BRIDGETOWN, Barbados, CMC – Trinbago Knight Riders captain Dwayne Bravo has dismissed as “petty” the criticism of the composition of the Barbados Tridents squad for this year’s Caribbean Premier League.

Tridents fielded a single Barbadian – but five Trinidadians – in their XI when they defeated St Kitts and Nevis Patriots by 25 runs in their last outing at Kensington Oval last Wednesday.

Trinbago Knight Riders captain Dwayne Bravo speaks during a media conference at Kensington Oval on Friday. (Photo courtesy CPL)
Trinbago Knight Riders captain Dwayne Bravo speaks during a media conference at Kensington Oval on Friday. (Photo courtesy CPL)

The side’s composition prompted criticism from among some fans but Bravo said it was time the Caribbean adjusted to the idea of franchise cricket and took the focus off nationality.

“It’s no longer island versus island, it’s a franchise [system]. This is the fourth year of CPL and for that talk to be still floating around … just two years ago, [Kieron Pollard] won the title for Barbados and he was a big hero, he almost got a statue,” the West Indies all-rounder told a media conference at Kensington Oval yesterday.

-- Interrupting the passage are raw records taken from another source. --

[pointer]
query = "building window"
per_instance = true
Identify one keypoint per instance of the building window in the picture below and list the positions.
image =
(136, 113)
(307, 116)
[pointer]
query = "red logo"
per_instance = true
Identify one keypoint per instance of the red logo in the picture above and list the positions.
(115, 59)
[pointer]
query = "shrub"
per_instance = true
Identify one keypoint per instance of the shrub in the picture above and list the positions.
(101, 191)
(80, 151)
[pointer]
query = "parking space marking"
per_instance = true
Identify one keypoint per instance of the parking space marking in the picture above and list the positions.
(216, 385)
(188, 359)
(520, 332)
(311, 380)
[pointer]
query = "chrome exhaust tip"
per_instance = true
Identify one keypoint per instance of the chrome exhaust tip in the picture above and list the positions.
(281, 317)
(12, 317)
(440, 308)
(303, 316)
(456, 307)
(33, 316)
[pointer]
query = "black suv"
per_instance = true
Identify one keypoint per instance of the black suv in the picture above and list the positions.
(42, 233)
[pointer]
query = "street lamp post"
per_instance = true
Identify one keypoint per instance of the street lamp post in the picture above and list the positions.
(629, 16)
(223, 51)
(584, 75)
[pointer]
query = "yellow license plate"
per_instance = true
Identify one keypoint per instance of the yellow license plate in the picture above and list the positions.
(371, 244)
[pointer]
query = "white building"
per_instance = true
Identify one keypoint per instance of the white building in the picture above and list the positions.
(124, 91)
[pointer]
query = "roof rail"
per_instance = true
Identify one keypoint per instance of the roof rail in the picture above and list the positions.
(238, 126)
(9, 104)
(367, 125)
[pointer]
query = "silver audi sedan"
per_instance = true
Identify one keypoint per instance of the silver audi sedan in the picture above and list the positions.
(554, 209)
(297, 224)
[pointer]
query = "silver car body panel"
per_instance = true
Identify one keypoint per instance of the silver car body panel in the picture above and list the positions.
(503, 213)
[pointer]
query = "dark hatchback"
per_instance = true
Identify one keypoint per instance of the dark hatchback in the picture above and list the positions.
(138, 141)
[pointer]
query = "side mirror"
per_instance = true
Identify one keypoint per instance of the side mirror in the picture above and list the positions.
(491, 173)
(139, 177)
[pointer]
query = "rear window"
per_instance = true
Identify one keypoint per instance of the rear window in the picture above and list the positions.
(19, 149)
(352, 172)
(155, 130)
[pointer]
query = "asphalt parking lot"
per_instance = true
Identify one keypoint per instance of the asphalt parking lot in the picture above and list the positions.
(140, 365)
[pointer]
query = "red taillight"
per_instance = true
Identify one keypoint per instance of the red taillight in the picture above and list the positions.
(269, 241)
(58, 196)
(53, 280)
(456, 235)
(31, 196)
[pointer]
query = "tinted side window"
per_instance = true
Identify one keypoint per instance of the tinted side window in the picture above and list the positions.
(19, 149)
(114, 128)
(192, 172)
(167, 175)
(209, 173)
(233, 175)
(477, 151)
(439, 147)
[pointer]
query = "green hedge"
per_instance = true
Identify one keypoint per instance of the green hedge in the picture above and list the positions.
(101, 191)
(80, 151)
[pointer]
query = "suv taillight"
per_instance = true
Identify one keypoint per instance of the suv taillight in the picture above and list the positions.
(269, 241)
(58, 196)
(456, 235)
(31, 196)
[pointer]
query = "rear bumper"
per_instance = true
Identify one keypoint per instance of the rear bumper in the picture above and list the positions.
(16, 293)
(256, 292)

“It’s a bit harsh when people begin to bring up this petty talk again. I think we should go past that as Caribbean people. This tournament does a lot, both regionally and internationally, for our young players and for the nation.

“At the end of the day, if Tridents go on to win, it’s still Barbados Tridents getting all the praise and all the glory around the world.”

The Tridents squad this year comprises four Barbadians – Raymon Reifer, Ashley Nurse, Kyle Corbin and Kyle Hope – after radically undergoing changes at this year’s draft.

Familiar home faces like Dwayne Smith and Jonathan Carter were picked up by other franchises while West Indies captain Jason Holder was unavailable.

Bravo argued that the excessive focus on nationality was a negative approach and did nothing to help the Caribbean as a region.

“Last year, Trinidad and Tobago won the title and there was a big fight with the name – Trinidad and Tobago Red Steel or should it just be Red Steel,” he recalled.

“We went on to win the tournament and it is Trinidad and Tobago’s name that was called. It’s very important that people move on from these petty things and understand the importance of what is trying to be built here in the Caribbean. It (franchise cricket) happens everywhere around the world, it’s the same thing going on.

“I think that [type of thinking] is hampering us as Caribbean people, even in West Indies cricket it’s the same thing: too much petty behaviour among ourselves as a people – our cricket is suffering, talent is being wasted and it’s time to move on beyond those things.”

Bravo will lead Knight Riders against Tridents in today’s game at Kensington Oval.